While other, younger Law Lords are described variously as aggressive and intimidating, one QC describe Browne-Wilkinson as "humane". Another says "nobody has a bad word to say about him."
Turning to the personal side of the Law Lord, known as "Nico" to family and friends and who has been maried twice the interview continues.
He is so typically white, male, upper-middle class and Oxbridge-educated, that it is perhaps to his credit that he laments the lack of women and ethnic minorities in the upper echelons of the judicial system. "I know from my own personal experience of three or four outstanding women offered High Court appointments who have said no. That is a disaster really. That seems to me cause for a lot of investigation," he says.

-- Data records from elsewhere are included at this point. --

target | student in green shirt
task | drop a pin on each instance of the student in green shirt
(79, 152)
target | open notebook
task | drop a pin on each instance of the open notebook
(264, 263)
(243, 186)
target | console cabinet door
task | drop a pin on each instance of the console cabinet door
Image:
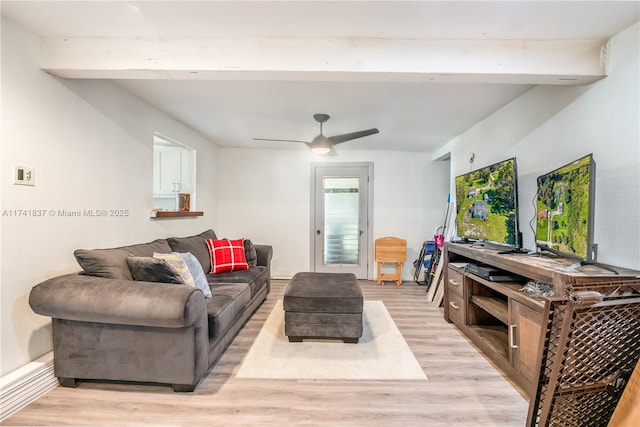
(525, 327)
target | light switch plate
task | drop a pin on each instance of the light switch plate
(24, 175)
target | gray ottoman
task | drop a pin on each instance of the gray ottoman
(323, 305)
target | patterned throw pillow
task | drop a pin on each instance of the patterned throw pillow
(227, 255)
(179, 266)
(197, 272)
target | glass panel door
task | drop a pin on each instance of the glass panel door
(340, 219)
(341, 225)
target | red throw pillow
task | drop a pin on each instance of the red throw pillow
(227, 255)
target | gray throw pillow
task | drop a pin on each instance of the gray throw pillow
(111, 263)
(197, 272)
(196, 245)
(149, 269)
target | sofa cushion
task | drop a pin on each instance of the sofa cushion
(112, 263)
(179, 266)
(228, 302)
(227, 255)
(199, 278)
(148, 269)
(256, 277)
(196, 245)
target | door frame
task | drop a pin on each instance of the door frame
(312, 228)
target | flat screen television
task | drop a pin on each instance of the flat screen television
(564, 210)
(487, 204)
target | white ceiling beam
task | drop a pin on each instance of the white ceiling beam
(341, 59)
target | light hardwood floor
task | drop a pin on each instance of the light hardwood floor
(464, 389)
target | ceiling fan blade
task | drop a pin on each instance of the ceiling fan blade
(278, 140)
(337, 139)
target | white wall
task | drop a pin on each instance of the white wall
(548, 127)
(265, 196)
(91, 146)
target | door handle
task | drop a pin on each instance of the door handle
(512, 336)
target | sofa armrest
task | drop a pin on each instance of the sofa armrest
(265, 253)
(95, 299)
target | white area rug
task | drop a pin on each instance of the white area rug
(381, 354)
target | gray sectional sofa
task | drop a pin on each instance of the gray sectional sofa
(106, 326)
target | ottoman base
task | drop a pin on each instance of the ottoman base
(323, 305)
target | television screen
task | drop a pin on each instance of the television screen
(486, 202)
(564, 210)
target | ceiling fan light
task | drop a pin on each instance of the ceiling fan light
(320, 150)
(320, 145)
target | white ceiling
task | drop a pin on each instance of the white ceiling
(412, 114)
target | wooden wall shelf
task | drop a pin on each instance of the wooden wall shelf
(176, 214)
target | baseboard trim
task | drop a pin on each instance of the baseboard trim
(26, 384)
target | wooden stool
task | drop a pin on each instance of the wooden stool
(391, 250)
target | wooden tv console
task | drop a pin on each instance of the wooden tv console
(504, 322)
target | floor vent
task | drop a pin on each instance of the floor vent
(26, 384)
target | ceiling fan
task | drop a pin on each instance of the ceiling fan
(322, 144)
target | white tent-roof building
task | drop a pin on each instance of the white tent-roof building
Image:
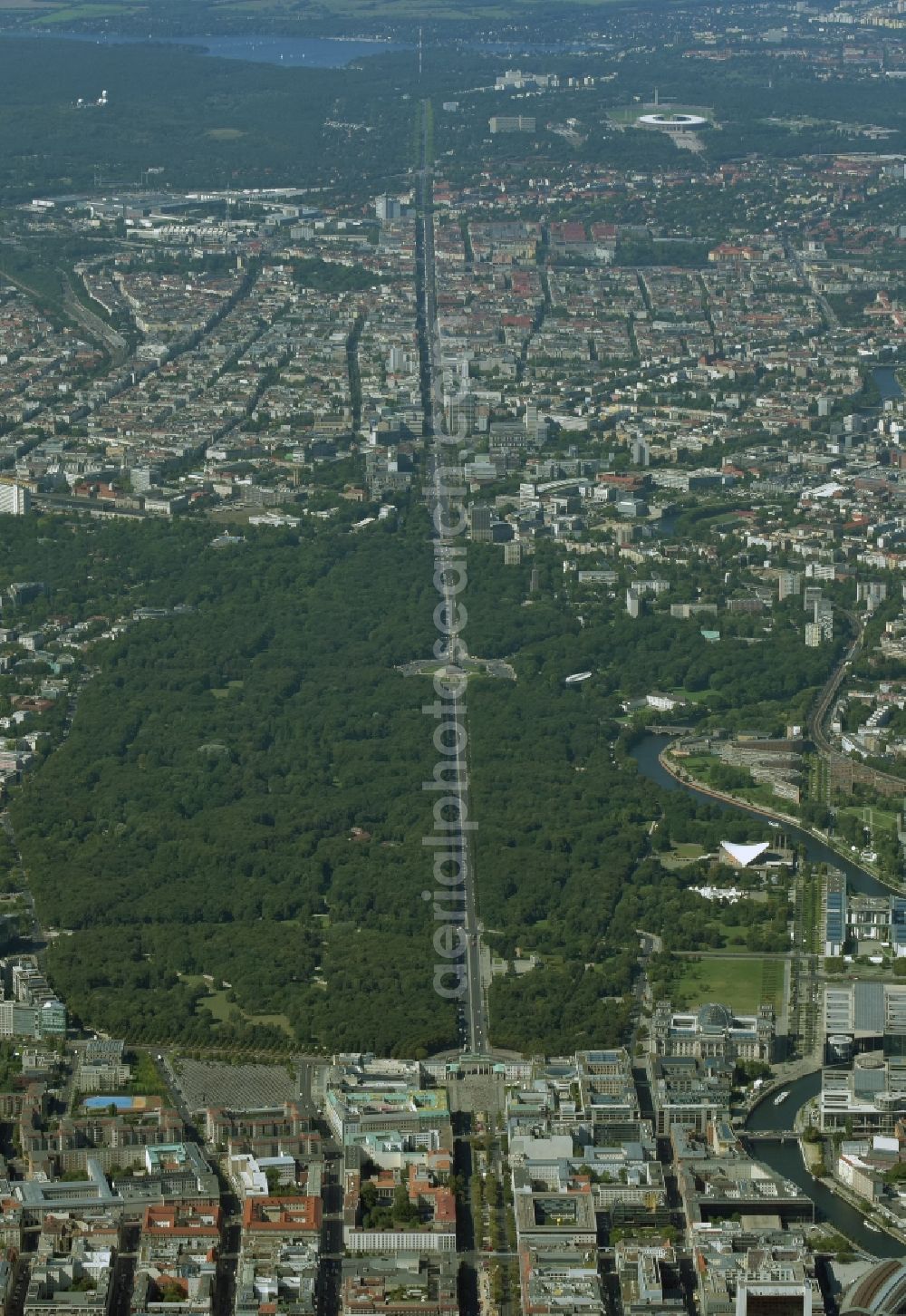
(740, 856)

His belief is that the circuit judge system which takes people away from home for months at a time may be dissuading women from taking up judicial position. As with his direct call for an independent Ministry of Justice, Browne-Wilkinson is equally clear that there is a need for an overhaul of the circuit judge system to alleviate the problem.
Browne-Wilkinson is also keen to talk about the Law Lords and the Privy Council, whose time is increasingly taken up with acting as the highest court of appeal for the UK's former Caribbean colonies. These appeals--the majority against the death sentence--take up, he estimates about a quarter of Law Lords' time.
There simply aren't enough hours in the day, he complains, for the 12 Law Lords to cope with the amount of work expected of them. As with every thing else, he is keen to share his solutions. For starters, he argues, take the Caribbean case away from the Privy Council and give these countries their full legal independence.